Monday, October 9, 2017

Book review: The Bastard Legion by Gavin Smith


Title: The Bastard Legion
Author: Gavin Smith
Release date: 5th October 2017
Publisher: Gollancz 
Genre: Science Fiction 
Series: The Bastard Legion #1
Source: Review copy from the publisher

Description: Four hundred years in the future, the most dangerous criminals are kept in suspended animation aboard prison ships and "rehabilitated" in a shared virtual reality environment. But Miska Corbin, a thief and hacker with a background in black ops, has stolen one of these ships, the Hangman's Daughter, and made it her own. Controlled by explosive collars and trained in virtual reality by the electronic ghost of a dead marine sergeant, the thieves, gangsters, murderers, and worse are transformed into Miska's own private indentured army: the Bastard Legion. Are the mercenaries just for fun and profit, or does Miska have a hidden purpose connected to her covert past?

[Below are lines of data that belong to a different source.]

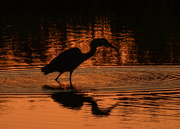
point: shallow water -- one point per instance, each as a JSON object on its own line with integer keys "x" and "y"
{"x": 104, "y": 97}
{"x": 135, "y": 87}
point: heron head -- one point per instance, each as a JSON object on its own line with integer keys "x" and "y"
{"x": 101, "y": 42}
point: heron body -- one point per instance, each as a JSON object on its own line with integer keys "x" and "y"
{"x": 70, "y": 59}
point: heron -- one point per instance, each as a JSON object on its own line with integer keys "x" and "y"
{"x": 69, "y": 60}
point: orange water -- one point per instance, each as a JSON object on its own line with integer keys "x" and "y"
{"x": 105, "y": 97}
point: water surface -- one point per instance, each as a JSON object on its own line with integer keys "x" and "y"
{"x": 135, "y": 87}
{"x": 105, "y": 97}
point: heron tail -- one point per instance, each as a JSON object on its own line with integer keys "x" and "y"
{"x": 47, "y": 69}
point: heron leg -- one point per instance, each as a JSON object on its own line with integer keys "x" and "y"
{"x": 58, "y": 77}
{"x": 70, "y": 80}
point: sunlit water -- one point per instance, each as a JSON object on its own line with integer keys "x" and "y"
{"x": 104, "y": 97}
{"x": 136, "y": 87}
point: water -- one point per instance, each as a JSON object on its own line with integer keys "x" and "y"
{"x": 105, "y": 97}
{"x": 136, "y": 87}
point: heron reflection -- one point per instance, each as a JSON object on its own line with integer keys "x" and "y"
{"x": 75, "y": 100}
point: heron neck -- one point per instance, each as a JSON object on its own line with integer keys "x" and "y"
{"x": 90, "y": 53}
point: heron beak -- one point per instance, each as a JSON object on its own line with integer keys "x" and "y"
{"x": 113, "y": 47}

My thoughts: I loved the concept of the book as soon as I heard it, and since I'd heard good things about Gavin Smith's writing, I thought it would be a good book to start with. The story starts as Miska is about to take a small group of the prisoners she has been trying up onto an asteroid to take back control of it from a rebel group. It quickly becomes apparent when they arrive that Miska has not been given the full story about the rebels, their capabilities, and any reasons they might have to rebell. The bulk of the story focuses on the campaign to take over the asteroid, with occasional flashbacks to Miska's past: partly as she was securing the job and beginning to train the prisoners and partly looking at the events that led her to steal the prison ship in the first place and the bigger reasons for her taking it.

There aren't too many scientific terms or explanations in the book, but there are a lot of sci-fi weapons, equipment and body modifications. The fights between Miska's team and the rebels, and a few other people, are described in great detail. Personally I didn't need to know the names of each weapon being used at any time, but as Miska has been a marine, I think it makes sense that she (as the narrator) would call things by their proper names, so I adjusted to it after a while.

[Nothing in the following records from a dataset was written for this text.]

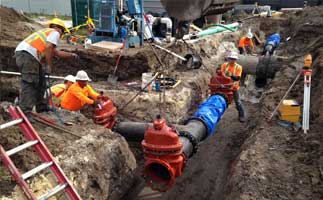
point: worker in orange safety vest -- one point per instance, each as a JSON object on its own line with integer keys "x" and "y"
{"x": 246, "y": 45}
{"x": 80, "y": 94}
{"x": 59, "y": 90}
{"x": 32, "y": 55}
{"x": 233, "y": 70}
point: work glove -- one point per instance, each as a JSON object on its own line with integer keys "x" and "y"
{"x": 103, "y": 98}
{"x": 75, "y": 56}
{"x": 97, "y": 104}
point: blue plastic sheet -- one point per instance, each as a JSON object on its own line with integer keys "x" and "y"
{"x": 211, "y": 111}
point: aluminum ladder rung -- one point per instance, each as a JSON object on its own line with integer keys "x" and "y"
{"x": 11, "y": 123}
{"x": 36, "y": 170}
{"x": 54, "y": 191}
{"x": 21, "y": 147}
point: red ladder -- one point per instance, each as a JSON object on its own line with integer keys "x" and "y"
{"x": 42, "y": 151}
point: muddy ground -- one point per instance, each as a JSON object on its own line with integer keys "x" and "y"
{"x": 255, "y": 160}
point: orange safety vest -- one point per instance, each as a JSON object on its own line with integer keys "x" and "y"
{"x": 58, "y": 92}
{"x": 76, "y": 97}
{"x": 232, "y": 71}
{"x": 38, "y": 41}
{"x": 244, "y": 42}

I liked the characters, particularly Miska who we get to know best. Some of the others are very intriguing as well, and I'll be interested to see how they develop over the trilogy and to learn more about their backgrounds. Overall I enjoyed the book - it's a fun read with a lot of mouthy mercenaries and vivid gunfights, as well as some interesting imaginings of technology and society in the future. I'm giving The Bastard Legion  by Gavin Smith 7/10. And I'm glad to hear that book 2 is also out this month, on ebook!